You can use Postman for GET requests as well: set up a GET request to http://localhost:3000/systems and see how it displays the same data as the browser.

Next, let’s create a POST request to the same URL, http://localhost:3000/systems. Go to the Headers tab and enter key “Content-Type” and value “application/vnd.api+json”—this is the content type JSON:API requires.

Next, in the Body tab, enter the following:

{
	"data": {
    "type": "systems",
	  "attributes": {
	    "name": "PlayStation 4"
	  }
	}
}

Notice that we don't have to provide an id because we’re relying on the server to generate it. And we don’t have to provide the relationships or links, just the attributes we want to set on the new record.

Now that our request is set up, click Send and you should get a “201 Created” response, with the following body:

{
    "data": {
        "id": "4",
        "type": "systems",
        "links": {
            "self": "http://localhost:3000/systems/4"
        },
        "attributes": {
            "name": "PlayStation 4"
        },
        "relationships": {
            "games": {
                "links": {
                    "self": "http://localhost:3000/systems/4/relationships/games",
                    "related": "http://localhost:3000/systems/4/games"
                }
            }
        }
    }
}

Our new record is created and the data is returned to us!

Let’s see how we can create related data as well. To add a new game associated with system 1, POST to http://localhost:3000/games:

{
	"data": {
	  "type": "games",
	  "attributes": {
	    "title": "Metal Gear Solid",
	    "year": 1998
	  },
	  "relationships": {
		"system": {
		  "data": {
			"type": "systems",
			"id": "1"
		  }
		}
	  }
	}
}

Notice that now, instead of links inside the relationship, we provide data that specifies the type and ID of the record the game is related to.

If you’d like to try out updating and deleting records:

  • Make a PUT request to http://localhost:3000/systems/1, passing in updated attributes.
  • Make a DELETE request to http://localhost:3000/systems/1 with no body to delete the record.

There’s More

We’ve seen a ton of JSONAPI::Resources has provided us: the ability to create, read, update, and delete records, including record relationships. But it offers a lot more too! It automatically exposes Rails validation errors, allows you to request only a subset of the fields you need, allows you to include related records in the response, as well as sorting, filtering, and pagination. We’ll give all these features a try in a future post, but in the meantime check out the JSONAPI::Resources Guide.
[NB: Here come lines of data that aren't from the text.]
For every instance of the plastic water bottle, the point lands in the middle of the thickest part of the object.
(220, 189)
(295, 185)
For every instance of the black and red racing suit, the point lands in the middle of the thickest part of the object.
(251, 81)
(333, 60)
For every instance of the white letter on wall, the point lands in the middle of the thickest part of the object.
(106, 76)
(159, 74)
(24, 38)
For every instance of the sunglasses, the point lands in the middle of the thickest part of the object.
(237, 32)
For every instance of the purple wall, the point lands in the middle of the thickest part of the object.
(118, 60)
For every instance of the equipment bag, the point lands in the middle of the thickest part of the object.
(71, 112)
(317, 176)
Now that you have a JSON:API backend, you should try connecting to it from the frontend! Ember.js is a modern frontend framework with a built-in data layer that's designed from the ground up for JSON:API; if you like the productivity of JR you'll be able to maximize that productivity by choosing Ember. Alternatively, I've created a JSON:API client for React and one for Vue that attempt to take the same zero-config approach as JR takes on the server side. You can see other clients on the JSON:API Implementations page.